Holmes-Adie syndrome (HAS)

Introduction

Adie's pupil is a neurological disorder affecting the pupil of the eye and the autonomic nervous system.

Clinical features

It is characterized by one eye with a pupil that is larger than normal and constricts slowly in bright light (tonic pupil), along with the absence of deep tendon reflexes, usually in the Achilles tendon.

Pathophysiology

HAS is thought to be the result of a neurotrophic (acting on neurons, or nerve cells) viral infection that causes inflammation and damage to neurons in the ciliary ganglion, an area of the brain that controls eye movements, and the dorsal root ganglion, an area of the spinal cord involved in the response of the autonomic nervous system.

Progression

HAS begins gradually in one eye, and often progresses to involve the other eye.

Clinical features

At first, it may only cause the loss of deep tendon reflexes on one side of the body, but then progress to the other side. The eye and reflex symptoms may not appear at the same time. People with HAS may also sweat excessively, sometimes only on one side of the body.

Diagnosis

The combination of these 3 symptoms – abnormal pupil size, loss of deep tendon reflexes, and excessive sweating – is usually called Ross’s syndrome, although some doctors will still diagnose the condition as a variant of HAS.

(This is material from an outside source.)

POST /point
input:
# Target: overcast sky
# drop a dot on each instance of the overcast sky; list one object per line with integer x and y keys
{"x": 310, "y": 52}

Cardiovascular involvement

Some individuals will also have cardiovascular abnormalities.

Associated conditions

The HAS symptoms can appear on their own, or in association with other diseases of the nervous system, such as Sjogren’s syndrome or migraine.

Sex differences

It is most often seen in young women.

Inheritance

It is rarely an inherited condition.

Prognosis

  • Holmes-Adie syndrome is not life-threatening or disabling.
  • The loss of deep tendon reflexes is permanent.
  • Some symptoms of the disorder may progress.
  • For most individuals, pilocarpine drops and glasses will improve vision.

Treatment

  • Doctors may prescribe reading glasses to compensate for impaired vision in the affected eye, and pilocarpine drops to be applied 3 times daily to constrict the dilated pupil.
  • Thoracic sympathectomy, which severs the involved sympathetic nerve, is the definitive treatment for excessive sweating.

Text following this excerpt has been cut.